2. From CBS.com, April 1: 60 Minutes returns to Central Florida to examine the economic fall out from NASA’s 2011 space shuttle retirement. Seven thousand workers lost their jobs. The tough times have not subsided for many, 60 minutes reports.
A. From the Orlando Sentinel, Mar. 31: It’s been eight months since NASA’s final space shuttle mission, an event linked to thousands of job losses in Central Florida. CBS’s Sixty Minutes returned in early 2012 to re-examine the impact, and found the adjustments to recession emblematic of the situation across the nation. “People found it more difficult than they expected,” CBS correspondent Scott Pelley tells the Sentinel.
3. From the Los Angeles Times, Mar. 31: It’s the best and the worst of times for NASA’s Jet Propulsion Laboratory. The JPL-built Mars Science Laboratory is barreling toward an April 5/6 landing on the red planet, where it is to spend two years assessing the planet’s habitability. At the same time, the Obama Administration is seeking a cut in NASA’s planetary science program.
4. From CNN’s Global Public Square with Fareed Zakaria, April 1: Neil deGrasse Tyson guests with his message: investments in space exploration can drive advances in science and technology that improve life on Earth, drive the economy.
A. From the San Francisco Chronicle, Mar. 31: In an interview with the California newspaper, Neil deGrasse Tyson makes a case for space exploration as an important cultural force for embracing the value of science and driving a vibrant economy. Tyson, an astrophysicist, is the author of the recently published Space Chronicles: Facing the Ultimate Frontier.
B. A. From the Los Angeles Times, Mar. 30: Will.i.am, front man for the Black-eyed Peas, embraces a similar theme as he joins with NASA to market a spin off marketing campaign for the benefits fostered by space exploration.
5. From USAToday, April 2: From Minneapolis to Tampa, March set records for daily high temperatures. The Eastern two thirds of the U.S. were in on the early heat wave.

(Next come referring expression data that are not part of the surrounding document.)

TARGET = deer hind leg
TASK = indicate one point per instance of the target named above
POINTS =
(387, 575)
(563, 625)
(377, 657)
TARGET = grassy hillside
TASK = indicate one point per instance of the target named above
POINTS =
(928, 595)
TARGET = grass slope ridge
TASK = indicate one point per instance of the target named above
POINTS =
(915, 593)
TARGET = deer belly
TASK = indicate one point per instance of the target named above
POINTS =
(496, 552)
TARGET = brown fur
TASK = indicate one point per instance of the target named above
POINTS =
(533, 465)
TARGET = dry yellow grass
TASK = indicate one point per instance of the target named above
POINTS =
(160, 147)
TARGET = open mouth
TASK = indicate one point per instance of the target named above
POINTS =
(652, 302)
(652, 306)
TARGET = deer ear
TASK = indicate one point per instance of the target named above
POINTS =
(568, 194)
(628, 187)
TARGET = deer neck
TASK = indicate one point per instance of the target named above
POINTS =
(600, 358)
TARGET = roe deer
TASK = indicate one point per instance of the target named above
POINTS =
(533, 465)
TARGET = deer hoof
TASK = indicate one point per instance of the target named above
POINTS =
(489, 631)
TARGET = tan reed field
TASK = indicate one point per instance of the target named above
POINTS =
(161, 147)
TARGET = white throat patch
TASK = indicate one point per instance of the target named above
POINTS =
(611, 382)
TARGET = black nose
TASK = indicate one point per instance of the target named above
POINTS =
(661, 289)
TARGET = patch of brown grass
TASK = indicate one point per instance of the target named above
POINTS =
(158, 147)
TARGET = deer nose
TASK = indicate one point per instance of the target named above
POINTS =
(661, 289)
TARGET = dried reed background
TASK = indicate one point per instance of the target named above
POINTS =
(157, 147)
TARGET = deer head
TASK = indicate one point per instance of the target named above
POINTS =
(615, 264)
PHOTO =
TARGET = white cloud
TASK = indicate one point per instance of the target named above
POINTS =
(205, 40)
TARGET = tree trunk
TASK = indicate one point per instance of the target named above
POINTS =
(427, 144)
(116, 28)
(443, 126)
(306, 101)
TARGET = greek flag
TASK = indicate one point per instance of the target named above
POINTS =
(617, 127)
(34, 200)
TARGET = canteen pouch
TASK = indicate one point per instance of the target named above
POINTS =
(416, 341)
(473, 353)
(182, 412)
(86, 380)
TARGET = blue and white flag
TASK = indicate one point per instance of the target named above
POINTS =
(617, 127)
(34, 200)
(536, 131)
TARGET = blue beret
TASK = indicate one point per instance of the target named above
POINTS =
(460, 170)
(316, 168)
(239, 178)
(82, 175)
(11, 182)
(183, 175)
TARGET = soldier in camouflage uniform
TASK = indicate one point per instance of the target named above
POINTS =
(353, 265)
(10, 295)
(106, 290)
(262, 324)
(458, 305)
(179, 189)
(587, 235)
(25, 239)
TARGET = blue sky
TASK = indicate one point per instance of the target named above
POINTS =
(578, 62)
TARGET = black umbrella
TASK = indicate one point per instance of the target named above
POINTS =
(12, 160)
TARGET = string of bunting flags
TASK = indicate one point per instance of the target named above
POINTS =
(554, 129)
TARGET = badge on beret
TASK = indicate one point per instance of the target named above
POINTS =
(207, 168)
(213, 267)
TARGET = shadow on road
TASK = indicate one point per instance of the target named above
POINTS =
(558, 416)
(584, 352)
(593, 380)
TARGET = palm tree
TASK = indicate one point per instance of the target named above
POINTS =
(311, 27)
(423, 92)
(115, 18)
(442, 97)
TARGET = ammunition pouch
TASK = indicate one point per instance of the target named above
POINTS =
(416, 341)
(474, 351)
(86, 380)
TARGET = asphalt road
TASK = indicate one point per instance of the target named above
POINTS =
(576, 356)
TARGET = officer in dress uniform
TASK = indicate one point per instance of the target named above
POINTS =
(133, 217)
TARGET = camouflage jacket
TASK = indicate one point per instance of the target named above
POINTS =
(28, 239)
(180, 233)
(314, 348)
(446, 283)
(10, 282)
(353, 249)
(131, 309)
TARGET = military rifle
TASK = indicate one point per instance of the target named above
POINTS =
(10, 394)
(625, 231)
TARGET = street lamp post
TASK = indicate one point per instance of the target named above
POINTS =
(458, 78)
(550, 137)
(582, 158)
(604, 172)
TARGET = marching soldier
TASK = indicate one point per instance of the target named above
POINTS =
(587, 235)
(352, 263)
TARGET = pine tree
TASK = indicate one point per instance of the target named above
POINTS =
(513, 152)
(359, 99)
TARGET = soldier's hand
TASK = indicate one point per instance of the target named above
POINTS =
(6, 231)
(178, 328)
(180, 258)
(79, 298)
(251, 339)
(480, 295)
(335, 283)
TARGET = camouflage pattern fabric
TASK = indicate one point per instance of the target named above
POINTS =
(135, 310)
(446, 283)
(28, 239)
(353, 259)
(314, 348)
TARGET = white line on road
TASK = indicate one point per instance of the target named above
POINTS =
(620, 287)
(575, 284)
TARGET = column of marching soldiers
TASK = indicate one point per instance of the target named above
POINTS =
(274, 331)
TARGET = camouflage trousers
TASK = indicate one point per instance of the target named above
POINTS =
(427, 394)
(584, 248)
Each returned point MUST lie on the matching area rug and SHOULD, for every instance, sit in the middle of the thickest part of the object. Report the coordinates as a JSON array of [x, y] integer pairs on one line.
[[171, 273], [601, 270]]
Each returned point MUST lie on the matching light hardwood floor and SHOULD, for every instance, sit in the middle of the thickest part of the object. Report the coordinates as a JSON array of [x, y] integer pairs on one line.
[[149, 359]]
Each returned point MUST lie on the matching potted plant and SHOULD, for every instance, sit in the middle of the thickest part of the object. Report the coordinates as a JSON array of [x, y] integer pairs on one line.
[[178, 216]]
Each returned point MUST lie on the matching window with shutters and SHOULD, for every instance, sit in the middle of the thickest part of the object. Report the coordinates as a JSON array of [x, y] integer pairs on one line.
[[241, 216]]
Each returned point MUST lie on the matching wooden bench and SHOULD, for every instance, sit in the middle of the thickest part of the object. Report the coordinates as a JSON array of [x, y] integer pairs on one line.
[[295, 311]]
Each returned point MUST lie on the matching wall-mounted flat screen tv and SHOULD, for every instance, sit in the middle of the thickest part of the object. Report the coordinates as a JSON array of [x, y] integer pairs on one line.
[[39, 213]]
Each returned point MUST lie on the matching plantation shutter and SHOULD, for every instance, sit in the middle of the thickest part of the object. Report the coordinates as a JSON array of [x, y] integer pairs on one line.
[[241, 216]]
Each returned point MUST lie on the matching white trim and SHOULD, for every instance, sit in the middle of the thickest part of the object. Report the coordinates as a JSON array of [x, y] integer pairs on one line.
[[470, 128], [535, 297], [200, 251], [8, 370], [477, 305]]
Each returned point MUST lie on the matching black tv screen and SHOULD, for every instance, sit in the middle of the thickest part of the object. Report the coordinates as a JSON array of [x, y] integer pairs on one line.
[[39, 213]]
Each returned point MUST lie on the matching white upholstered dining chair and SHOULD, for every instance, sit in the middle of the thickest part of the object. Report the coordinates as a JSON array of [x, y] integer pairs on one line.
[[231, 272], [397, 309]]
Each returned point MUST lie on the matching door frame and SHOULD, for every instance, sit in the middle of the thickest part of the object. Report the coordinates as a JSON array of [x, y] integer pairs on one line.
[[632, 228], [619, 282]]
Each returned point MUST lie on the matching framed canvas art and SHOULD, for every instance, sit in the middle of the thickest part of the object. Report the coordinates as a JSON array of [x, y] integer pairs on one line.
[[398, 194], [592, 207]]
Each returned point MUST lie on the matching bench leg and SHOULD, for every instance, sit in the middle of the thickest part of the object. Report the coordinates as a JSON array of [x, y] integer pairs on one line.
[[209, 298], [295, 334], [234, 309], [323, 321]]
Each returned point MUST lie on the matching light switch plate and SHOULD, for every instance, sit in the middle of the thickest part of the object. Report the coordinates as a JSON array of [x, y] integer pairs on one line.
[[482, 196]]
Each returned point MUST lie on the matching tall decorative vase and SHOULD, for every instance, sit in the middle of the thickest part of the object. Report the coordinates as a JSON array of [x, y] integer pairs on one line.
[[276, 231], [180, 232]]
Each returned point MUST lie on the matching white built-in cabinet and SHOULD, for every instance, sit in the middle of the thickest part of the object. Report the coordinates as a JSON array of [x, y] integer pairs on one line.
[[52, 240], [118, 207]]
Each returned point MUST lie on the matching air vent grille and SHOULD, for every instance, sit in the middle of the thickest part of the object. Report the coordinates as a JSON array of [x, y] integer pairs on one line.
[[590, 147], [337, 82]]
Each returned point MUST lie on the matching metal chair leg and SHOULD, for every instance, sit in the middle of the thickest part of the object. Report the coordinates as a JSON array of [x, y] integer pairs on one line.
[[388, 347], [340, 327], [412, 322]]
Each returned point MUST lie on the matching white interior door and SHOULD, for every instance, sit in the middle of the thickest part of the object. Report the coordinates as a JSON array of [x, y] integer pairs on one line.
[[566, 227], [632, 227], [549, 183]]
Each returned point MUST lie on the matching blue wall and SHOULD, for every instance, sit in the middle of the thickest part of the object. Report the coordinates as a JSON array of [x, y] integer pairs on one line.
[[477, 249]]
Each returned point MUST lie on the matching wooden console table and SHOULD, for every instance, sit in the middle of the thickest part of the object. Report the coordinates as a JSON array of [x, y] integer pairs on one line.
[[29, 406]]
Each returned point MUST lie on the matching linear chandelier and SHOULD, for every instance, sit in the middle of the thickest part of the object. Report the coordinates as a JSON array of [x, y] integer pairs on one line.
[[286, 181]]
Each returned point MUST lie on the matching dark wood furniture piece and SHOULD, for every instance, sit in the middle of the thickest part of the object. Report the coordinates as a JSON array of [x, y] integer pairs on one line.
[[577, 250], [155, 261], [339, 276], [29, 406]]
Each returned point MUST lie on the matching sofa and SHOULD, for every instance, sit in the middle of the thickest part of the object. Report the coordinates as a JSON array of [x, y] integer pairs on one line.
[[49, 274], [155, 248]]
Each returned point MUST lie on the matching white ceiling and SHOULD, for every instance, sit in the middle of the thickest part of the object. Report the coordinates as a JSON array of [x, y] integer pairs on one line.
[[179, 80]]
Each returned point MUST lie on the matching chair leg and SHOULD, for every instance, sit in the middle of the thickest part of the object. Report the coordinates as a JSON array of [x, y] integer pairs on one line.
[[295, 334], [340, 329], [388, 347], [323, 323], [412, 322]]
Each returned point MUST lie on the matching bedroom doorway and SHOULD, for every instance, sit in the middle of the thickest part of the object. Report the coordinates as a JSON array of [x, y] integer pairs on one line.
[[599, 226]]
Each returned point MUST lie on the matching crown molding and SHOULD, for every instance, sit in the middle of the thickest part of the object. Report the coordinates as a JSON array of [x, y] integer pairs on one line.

In all, 7,500 daily records for high temperatures were set during the month, USAToday reports.
6. From Collectspace.com, Mar. 30: NASA Administrator Charles Bolden endorses plans by billionaire Jeff Bezos to recover Saturn V rocket engines used to launch the 1969 Apollo 11 mission from the depths of the Atlantic Ocean.
7. From Space News, Mar. 30: Components of the Orion/Multi-Purpose Crew Transfer Vehicle capsule destined for an 2014 orbital flight test should arrive at the Kennedy Space Center for assembly by the end of April, according to officials with Lockheed Martin.
8. From the Coalition for Space Exploration, Mar. 31: The United Nations has compiled a resource publication of the satellite programs it uses to assess global threats, including climate change.
9. From MSNBC, Mar. 31: Optical experts point to water haze as the most likely explanation for a mysterious cloud spotted over Mars.
10. From Xinhua of China, Mar. 31: China launches a French communications satellite atop a Long March rocket.
11. From Itar-Tass of Russia, Mar. 30: Russia successfully launches a military satellite atop a Proton rocket.
12. From Spacepolicyonline.com, April 1: A look ahead at major space related activities scheduled for the next two weeks. After a round of March hearings, Congress is in recess.